Different density estimates with data subsets in secr

questions concerning anlysis/theory using program DENSITY and R package secr. Focus on spatially-explicit analysis.

Different density estimates with data subsets in secr

Postby dlm122 » Sun Jun 02, 2013 11:49 am

Hello,

I am analyzing DNA data, which are collections of chimpanzee fecal material from searches across 624 sq km. I am using the 'polygon' detector type, and my polygons are 4x4 km grid squares that I drew over my searched area. I obtained a population density estimate of 0.25 (0.16-0.37) individuals/sq. km (perfectly reasonable for this savanna-woodland habitat). My complete data set includes 113 individuals, 38 recaptures, and 49 detectors used, 17 visited.

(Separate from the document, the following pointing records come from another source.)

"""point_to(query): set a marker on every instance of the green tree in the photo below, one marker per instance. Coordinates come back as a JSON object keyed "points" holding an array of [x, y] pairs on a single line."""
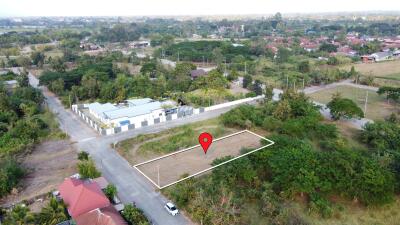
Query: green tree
{"points": [[257, 87], [20, 215], [327, 47], [343, 107], [283, 55], [282, 110], [247, 81], [87, 169], [134, 215], [391, 92], [304, 67], [57, 64], [82, 155], [110, 191], [38, 58], [23, 79], [53, 213]]}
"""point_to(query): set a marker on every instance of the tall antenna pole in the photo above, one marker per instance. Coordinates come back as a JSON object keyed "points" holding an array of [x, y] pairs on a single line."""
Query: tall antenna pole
{"points": [[287, 81], [158, 175], [365, 104]]}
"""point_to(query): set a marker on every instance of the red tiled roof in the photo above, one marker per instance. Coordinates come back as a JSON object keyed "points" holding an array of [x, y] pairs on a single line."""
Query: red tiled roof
{"points": [[82, 196], [104, 216], [102, 182]]}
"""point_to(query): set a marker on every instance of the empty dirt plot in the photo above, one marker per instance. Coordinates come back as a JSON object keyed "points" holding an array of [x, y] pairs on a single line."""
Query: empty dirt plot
{"points": [[169, 169]]}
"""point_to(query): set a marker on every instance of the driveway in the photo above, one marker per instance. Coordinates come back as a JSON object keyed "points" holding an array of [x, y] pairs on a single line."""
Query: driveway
{"points": [[132, 186]]}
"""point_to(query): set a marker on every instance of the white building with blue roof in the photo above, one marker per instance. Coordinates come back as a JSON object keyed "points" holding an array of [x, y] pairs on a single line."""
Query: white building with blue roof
{"points": [[134, 112]]}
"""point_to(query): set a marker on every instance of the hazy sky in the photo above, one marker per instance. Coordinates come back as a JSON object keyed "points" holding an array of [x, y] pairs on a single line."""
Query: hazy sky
{"points": [[184, 7]]}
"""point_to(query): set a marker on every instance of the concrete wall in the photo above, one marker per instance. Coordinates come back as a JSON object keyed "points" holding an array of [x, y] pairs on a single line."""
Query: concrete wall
{"points": [[152, 118], [233, 103], [135, 123]]}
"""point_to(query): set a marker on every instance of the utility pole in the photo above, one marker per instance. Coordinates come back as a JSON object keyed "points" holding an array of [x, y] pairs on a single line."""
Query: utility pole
{"points": [[365, 104], [287, 82], [70, 103], [225, 67], [158, 175]]}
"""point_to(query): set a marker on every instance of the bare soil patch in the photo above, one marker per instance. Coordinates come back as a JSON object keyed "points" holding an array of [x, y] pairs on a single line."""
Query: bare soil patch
{"points": [[47, 166], [172, 168]]}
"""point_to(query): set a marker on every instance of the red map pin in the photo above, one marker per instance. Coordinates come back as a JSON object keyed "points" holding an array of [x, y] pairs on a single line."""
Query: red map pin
{"points": [[205, 140]]}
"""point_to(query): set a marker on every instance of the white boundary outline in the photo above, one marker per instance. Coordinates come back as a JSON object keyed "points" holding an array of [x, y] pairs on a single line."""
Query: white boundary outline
{"points": [[200, 172]]}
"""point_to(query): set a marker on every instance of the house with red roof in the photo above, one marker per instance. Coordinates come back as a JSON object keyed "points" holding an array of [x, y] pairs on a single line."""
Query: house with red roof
{"points": [[87, 204], [104, 216]]}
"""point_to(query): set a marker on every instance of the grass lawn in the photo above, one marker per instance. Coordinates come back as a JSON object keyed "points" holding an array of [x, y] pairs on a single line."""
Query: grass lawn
{"points": [[377, 106], [148, 146], [389, 69], [54, 53]]}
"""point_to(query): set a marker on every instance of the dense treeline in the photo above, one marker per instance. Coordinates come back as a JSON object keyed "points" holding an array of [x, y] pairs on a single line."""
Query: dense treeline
{"points": [[119, 33], [310, 162], [23, 122], [199, 51], [98, 79]]}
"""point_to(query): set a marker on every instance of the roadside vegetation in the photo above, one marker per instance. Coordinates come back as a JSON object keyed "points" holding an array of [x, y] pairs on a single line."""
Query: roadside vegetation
{"points": [[147, 146], [378, 107], [24, 122]]}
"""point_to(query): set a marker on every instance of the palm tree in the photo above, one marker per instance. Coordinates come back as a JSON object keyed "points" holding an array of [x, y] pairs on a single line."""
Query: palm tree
{"points": [[20, 215], [52, 214]]}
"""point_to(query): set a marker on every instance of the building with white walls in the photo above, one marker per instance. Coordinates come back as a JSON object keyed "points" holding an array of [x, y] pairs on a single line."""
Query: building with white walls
{"points": [[134, 112]]}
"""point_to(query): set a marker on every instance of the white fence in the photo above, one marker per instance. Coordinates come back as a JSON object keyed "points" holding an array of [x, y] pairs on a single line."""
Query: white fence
{"points": [[113, 130]]}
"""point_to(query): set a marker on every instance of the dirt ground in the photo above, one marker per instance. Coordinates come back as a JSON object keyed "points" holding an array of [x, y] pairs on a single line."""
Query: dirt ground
{"points": [[47, 166], [192, 161]]}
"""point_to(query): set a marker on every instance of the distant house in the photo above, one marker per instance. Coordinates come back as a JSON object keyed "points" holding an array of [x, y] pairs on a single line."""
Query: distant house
{"points": [[311, 47], [105, 216], [237, 45], [87, 204], [140, 44], [197, 73], [381, 56], [82, 196], [11, 84]]}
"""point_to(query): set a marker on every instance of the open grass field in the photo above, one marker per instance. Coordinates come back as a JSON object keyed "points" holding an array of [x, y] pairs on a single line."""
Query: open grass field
{"points": [[385, 73], [389, 69], [171, 168], [377, 106]]}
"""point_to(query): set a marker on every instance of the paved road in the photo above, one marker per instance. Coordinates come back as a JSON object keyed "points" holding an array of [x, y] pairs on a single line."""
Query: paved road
{"points": [[132, 186]]}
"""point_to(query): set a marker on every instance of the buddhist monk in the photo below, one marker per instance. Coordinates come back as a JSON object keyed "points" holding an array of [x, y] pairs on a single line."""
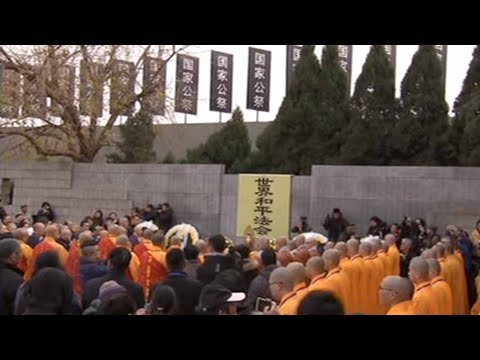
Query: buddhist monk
{"points": [[299, 279], [396, 295], [153, 265], [281, 286], [133, 271], [440, 287], [393, 255], [424, 299], [459, 280], [109, 242], [336, 280], [316, 272], [49, 243], [26, 264]]}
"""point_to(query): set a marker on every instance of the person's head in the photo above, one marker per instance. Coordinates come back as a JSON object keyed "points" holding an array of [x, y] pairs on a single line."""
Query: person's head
{"points": [[119, 259], [352, 247], [331, 258], [216, 299], [341, 247], [281, 283], [320, 303], [47, 259], [66, 234], [298, 272], [315, 266], [158, 239], [89, 250], [300, 240], [191, 253], [434, 268], [51, 291], [337, 214], [51, 231], [394, 290], [163, 301], [21, 234], [406, 245], [418, 270], [175, 260], [39, 229], [217, 243], [10, 252], [281, 242]]}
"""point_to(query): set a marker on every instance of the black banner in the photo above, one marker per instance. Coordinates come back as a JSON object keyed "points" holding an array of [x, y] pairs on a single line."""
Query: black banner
{"points": [[154, 75], [258, 92], [345, 53], [442, 55], [221, 82], [186, 84], [92, 79], [9, 93], [34, 97], [122, 87], [65, 83], [293, 55]]}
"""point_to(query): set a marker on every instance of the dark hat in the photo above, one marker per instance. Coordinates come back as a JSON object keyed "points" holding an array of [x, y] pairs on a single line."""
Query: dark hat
{"points": [[214, 296]]}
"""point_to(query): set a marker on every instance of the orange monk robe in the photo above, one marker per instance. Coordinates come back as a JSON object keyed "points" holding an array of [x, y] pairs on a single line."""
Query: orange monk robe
{"points": [[443, 295], [459, 286], [106, 245], [289, 304], [403, 308], [26, 264], [153, 268], [318, 283], [72, 267], [393, 256], [49, 244], [357, 283], [425, 300], [371, 301]]}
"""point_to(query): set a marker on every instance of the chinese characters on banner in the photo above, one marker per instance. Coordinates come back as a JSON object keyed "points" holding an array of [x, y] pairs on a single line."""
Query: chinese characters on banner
{"points": [[154, 75], [122, 88], [9, 93], [442, 55], [221, 80], [293, 56], [65, 83], [264, 205], [258, 92], [186, 84], [91, 88], [345, 53]]}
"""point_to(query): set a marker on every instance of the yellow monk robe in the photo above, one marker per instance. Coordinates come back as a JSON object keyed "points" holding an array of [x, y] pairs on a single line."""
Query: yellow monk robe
{"points": [[49, 244], [459, 286], [371, 286], [403, 308], [153, 269], [72, 267], [379, 276], [318, 283], [357, 283], [26, 264], [424, 300], [288, 305], [393, 256], [443, 295], [106, 245]]}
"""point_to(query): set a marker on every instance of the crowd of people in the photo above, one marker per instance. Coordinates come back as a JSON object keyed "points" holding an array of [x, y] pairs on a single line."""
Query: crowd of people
{"points": [[128, 266]]}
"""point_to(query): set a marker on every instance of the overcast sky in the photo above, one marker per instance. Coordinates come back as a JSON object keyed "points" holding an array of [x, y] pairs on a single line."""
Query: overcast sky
{"points": [[459, 57]]}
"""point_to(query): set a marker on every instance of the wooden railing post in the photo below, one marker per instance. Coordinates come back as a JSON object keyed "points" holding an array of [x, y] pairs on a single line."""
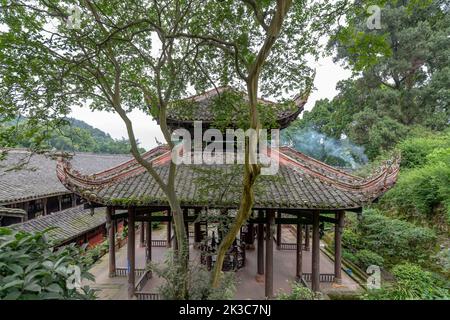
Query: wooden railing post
{"points": [[131, 253], [338, 228], [111, 241], [269, 254], [315, 285]]}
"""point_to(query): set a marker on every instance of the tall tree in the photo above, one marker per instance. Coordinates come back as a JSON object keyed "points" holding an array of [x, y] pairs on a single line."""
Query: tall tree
{"points": [[401, 75], [101, 54], [260, 42]]}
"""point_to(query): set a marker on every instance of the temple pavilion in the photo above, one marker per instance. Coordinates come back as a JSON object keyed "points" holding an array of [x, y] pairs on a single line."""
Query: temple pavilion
{"points": [[305, 193]]}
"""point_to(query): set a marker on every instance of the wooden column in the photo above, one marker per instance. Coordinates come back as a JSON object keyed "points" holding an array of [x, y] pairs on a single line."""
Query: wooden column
{"points": [[131, 253], [169, 230], [278, 231], [260, 252], [44, 206], [299, 255], [186, 224], [315, 285], [338, 228], [249, 240], [197, 231], [307, 234], [148, 242], [142, 234], [269, 254], [111, 241], [26, 207]]}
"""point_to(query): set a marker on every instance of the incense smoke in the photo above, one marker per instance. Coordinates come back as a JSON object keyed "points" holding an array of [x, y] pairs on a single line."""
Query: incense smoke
{"points": [[337, 152]]}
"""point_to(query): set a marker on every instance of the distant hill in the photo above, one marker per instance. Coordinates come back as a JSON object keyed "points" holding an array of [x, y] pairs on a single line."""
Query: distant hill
{"points": [[77, 136]]}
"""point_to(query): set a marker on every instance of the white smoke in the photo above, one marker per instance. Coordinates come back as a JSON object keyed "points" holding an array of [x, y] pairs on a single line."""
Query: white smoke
{"points": [[337, 152]]}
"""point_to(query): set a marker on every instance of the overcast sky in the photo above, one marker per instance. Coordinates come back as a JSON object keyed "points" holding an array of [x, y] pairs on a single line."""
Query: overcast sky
{"points": [[146, 130]]}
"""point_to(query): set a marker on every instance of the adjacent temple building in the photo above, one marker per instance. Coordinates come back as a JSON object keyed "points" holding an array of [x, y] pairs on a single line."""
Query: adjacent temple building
{"points": [[33, 199], [305, 193]]}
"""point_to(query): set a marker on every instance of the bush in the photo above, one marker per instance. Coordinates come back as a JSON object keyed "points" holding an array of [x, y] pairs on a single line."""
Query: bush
{"points": [[423, 190], [415, 150], [365, 258], [411, 282], [198, 281], [300, 292], [396, 240], [352, 240], [419, 192], [30, 269]]}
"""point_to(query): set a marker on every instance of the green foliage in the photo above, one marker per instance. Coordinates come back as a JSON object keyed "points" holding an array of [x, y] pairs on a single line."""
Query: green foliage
{"points": [[386, 241], [300, 292], [420, 145], [401, 76], [423, 190], [411, 283], [198, 281], [394, 239], [365, 258], [30, 269], [92, 255], [72, 135]]}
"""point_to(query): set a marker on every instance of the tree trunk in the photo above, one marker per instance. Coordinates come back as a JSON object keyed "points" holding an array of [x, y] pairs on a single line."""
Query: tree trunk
{"points": [[251, 170]]}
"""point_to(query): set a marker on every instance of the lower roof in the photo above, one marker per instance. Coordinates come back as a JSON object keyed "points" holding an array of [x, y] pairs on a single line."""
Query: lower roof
{"points": [[301, 183], [66, 224], [27, 176]]}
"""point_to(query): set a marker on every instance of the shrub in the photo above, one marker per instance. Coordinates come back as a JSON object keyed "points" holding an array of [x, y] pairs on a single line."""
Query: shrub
{"points": [[300, 292], [365, 258], [30, 269], [198, 281], [351, 240], [411, 282], [394, 239], [415, 150]]}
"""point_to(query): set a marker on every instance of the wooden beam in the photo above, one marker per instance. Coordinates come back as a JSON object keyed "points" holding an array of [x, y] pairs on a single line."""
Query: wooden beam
{"points": [[169, 230], [307, 237], [315, 285], [260, 249], [44, 206], [299, 253], [142, 235], [111, 242], [338, 228], [131, 253], [59, 203], [269, 254], [278, 230], [148, 242]]}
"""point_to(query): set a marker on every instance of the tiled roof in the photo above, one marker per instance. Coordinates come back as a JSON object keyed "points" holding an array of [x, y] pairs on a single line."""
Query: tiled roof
{"points": [[301, 183], [37, 176], [13, 212], [66, 224], [200, 108]]}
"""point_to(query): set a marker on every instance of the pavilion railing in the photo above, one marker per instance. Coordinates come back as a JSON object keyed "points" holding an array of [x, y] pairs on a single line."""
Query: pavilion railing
{"points": [[142, 281], [123, 272], [159, 243], [289, 246], [323, 277], [148, 296]]}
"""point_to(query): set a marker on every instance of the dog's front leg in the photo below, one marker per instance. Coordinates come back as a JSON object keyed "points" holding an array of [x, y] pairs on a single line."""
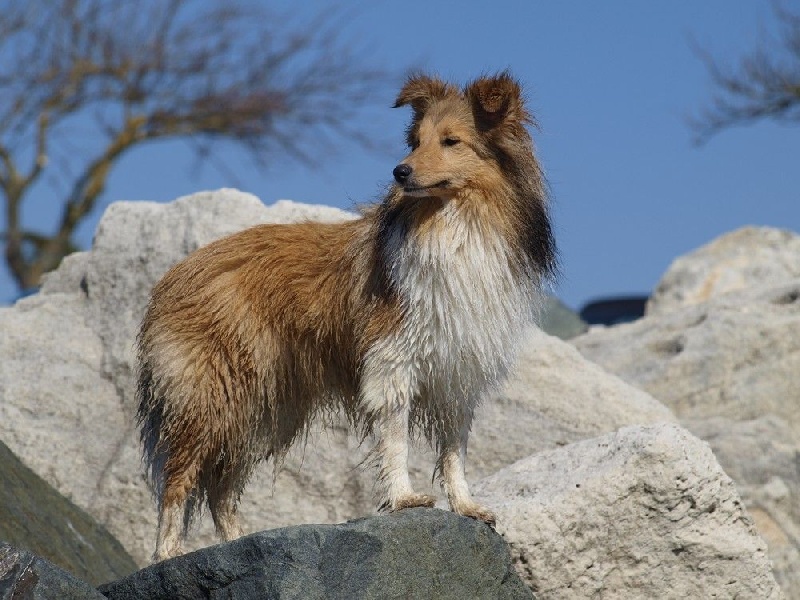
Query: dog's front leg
{"points": [[393, 456], [386, 395], [452, 459]]}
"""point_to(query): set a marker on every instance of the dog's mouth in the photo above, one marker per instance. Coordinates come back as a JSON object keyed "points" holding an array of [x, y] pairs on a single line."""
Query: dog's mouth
{"points": [[418, 190]]}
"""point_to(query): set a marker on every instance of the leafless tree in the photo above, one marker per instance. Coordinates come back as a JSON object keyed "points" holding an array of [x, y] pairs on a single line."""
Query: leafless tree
{"points": [[82, 82], [765, 84]]}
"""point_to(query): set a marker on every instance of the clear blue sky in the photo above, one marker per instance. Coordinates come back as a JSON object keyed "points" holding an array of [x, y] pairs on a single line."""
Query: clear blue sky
{"points": [[611, 83]]}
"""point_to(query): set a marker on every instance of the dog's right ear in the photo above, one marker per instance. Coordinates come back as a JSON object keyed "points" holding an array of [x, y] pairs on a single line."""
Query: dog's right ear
{"points": [[420, 91]]}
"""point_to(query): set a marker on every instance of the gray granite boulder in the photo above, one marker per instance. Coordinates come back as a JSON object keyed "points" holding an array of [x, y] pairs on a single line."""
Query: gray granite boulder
{"points": [[25, 576], [35, 517], [417, 553]]}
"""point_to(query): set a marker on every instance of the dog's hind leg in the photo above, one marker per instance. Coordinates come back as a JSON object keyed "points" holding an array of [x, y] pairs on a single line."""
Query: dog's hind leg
{"points": [[451, 465], [223, 500], [174, 506]]}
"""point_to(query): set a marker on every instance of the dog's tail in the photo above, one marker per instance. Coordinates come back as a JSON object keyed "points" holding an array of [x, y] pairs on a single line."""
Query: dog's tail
{"points": [[150, 418]]}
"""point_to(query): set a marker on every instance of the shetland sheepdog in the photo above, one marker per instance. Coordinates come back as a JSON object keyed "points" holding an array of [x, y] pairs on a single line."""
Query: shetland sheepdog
{"points": [[402, 319]]}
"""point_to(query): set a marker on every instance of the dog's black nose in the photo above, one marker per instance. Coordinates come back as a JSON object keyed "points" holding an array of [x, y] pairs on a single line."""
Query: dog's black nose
{"points": [[401, 173]]}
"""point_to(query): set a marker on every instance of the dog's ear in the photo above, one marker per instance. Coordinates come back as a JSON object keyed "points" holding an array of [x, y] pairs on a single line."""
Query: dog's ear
{"points": [[420, 91], [496, 100]]}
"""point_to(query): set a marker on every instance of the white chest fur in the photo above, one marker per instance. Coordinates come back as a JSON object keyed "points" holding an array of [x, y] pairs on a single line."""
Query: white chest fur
{"points": [[464, 311]]}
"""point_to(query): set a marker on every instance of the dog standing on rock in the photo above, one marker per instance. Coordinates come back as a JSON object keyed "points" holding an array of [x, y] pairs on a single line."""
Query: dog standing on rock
{"points": [[402, 319]]}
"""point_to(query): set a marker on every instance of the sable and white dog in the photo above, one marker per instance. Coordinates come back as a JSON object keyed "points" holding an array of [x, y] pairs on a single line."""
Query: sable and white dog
{"points": [[402, 319]]}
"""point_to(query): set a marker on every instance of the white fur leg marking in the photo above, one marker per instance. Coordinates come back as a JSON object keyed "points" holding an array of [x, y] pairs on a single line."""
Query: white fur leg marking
{"points": [[170, 533], [455, 482]]}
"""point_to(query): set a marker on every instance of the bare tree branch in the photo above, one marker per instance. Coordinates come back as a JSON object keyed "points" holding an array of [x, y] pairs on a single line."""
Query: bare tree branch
{"points": [[136, 72], [764, 85]]}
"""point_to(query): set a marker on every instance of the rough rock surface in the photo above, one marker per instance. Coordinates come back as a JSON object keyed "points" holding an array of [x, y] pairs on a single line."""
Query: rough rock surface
{"points": [[721, 347], [645, 512], [25, 576], [37, 518], [66, 363], [735, 356], [418, 553], [746, 258]]}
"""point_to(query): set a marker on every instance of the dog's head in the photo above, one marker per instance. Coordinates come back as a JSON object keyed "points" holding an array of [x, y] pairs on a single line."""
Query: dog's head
{"points": [[461, 139]]}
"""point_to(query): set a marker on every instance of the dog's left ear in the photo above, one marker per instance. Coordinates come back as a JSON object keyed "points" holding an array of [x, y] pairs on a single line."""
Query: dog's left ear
{"points": [[420, 91], [496, 100]]}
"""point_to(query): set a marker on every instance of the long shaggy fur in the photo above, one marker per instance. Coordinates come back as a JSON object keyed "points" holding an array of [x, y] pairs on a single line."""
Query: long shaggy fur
{"points": [[403, 319]]}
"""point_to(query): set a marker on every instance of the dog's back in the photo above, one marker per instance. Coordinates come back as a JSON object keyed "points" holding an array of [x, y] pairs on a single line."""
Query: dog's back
{"points": [[404, 318]]}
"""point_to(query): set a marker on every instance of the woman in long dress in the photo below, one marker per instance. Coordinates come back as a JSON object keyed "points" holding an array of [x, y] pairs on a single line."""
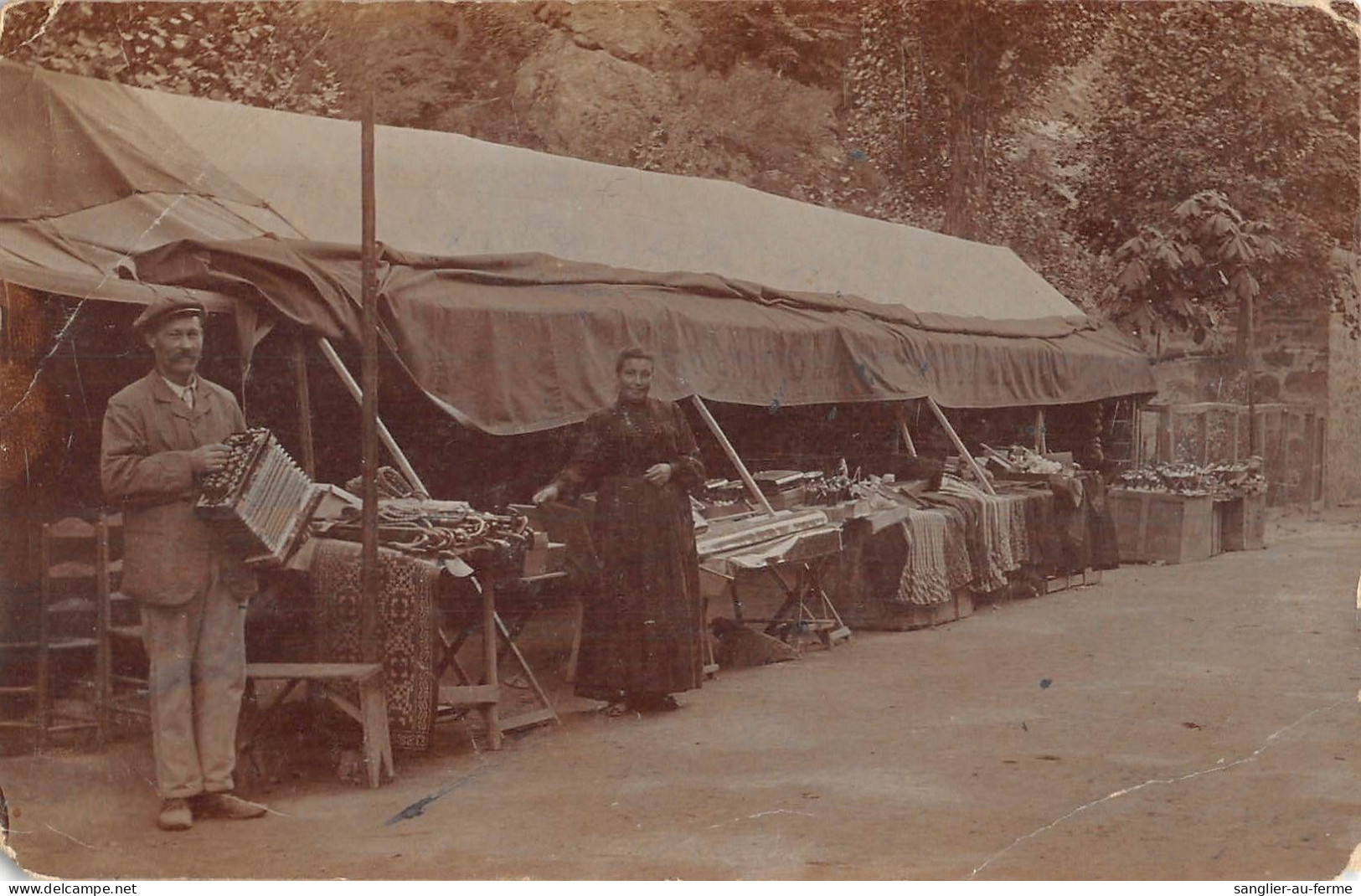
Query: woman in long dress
{"points": [[640, 635]]}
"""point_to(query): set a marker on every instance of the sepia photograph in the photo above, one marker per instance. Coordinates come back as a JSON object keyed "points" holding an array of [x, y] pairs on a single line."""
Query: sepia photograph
{"points": [[646, 440]]}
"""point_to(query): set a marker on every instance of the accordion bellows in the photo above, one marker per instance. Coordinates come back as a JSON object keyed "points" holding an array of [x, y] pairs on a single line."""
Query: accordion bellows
{"points": [[261, 498]]}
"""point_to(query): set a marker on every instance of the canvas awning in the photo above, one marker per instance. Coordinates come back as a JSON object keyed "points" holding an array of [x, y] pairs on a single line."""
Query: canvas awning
{"points": [[120, 193], [527, 342]]}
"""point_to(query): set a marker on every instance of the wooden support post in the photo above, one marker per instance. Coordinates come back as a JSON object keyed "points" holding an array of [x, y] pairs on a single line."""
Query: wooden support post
{"points": [[384, 435], [300, 375], [965, 455], [733, 455], [905, 432], [372, 651]]}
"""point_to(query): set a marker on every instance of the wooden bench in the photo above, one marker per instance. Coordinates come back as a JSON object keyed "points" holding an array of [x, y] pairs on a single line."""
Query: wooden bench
{"points": [[372, 713]]}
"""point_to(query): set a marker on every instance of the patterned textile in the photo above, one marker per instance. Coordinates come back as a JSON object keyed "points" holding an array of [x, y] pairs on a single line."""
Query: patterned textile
{"points": [[1019, 533], [925, 572], [958, 565], [406, 630], [995, 534]]}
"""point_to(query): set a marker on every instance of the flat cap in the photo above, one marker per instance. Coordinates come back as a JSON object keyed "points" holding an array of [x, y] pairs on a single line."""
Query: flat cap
{"points": [[162, 311]]}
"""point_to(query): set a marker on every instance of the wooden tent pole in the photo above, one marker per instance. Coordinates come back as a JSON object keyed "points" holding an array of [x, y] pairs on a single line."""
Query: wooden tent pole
{"points": [[733, 454], [369, 394], [958, 445], [905, 432], [300, 375], [384, 435]]}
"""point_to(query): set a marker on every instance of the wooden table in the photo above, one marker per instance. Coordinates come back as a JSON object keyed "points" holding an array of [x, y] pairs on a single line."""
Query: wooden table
{"points": [[498, 639], [795, 563]]}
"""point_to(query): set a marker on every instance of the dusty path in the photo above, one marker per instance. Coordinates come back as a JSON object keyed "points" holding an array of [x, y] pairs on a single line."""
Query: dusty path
{"points": [[1186, 722]]}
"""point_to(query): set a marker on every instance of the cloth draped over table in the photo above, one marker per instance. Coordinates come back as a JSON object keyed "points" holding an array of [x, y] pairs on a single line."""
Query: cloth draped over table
{"points": [[961, 537], [406, 620]]}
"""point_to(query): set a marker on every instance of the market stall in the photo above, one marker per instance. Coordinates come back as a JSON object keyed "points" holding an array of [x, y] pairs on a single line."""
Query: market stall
{"points": [[524, 342], [1183, 512]]}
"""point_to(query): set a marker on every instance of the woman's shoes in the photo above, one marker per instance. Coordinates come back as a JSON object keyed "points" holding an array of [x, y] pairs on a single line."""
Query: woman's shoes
{"points": [[652, 703]]}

Previously, researchers had designated part of the region where I worked "suitable" chimpanzee habitat (presumably, the remaining areas "not so suitable"). In the interest of further investigating these designations, I divided my captures and traps data files into "suitable" and "unsuitable", and calculated the density estimates for each of these subsets. I obtained population density estimates of 0.39 (0.16-0.37) and 0.32 (0.22-0.46) for "suitable" and "unsuitable", respectively.

Clearly, the second analyses had smaller sample sizes, but would this be the sole factor driving the different results? For the second analyses, I had the following variables:

SUITABLE: 58 individuals, 12 recaptures, 30 detectors (12 visited)
UNSUITABLE: 55 individuals, 26 recaptures, 18 detectors (6 visited)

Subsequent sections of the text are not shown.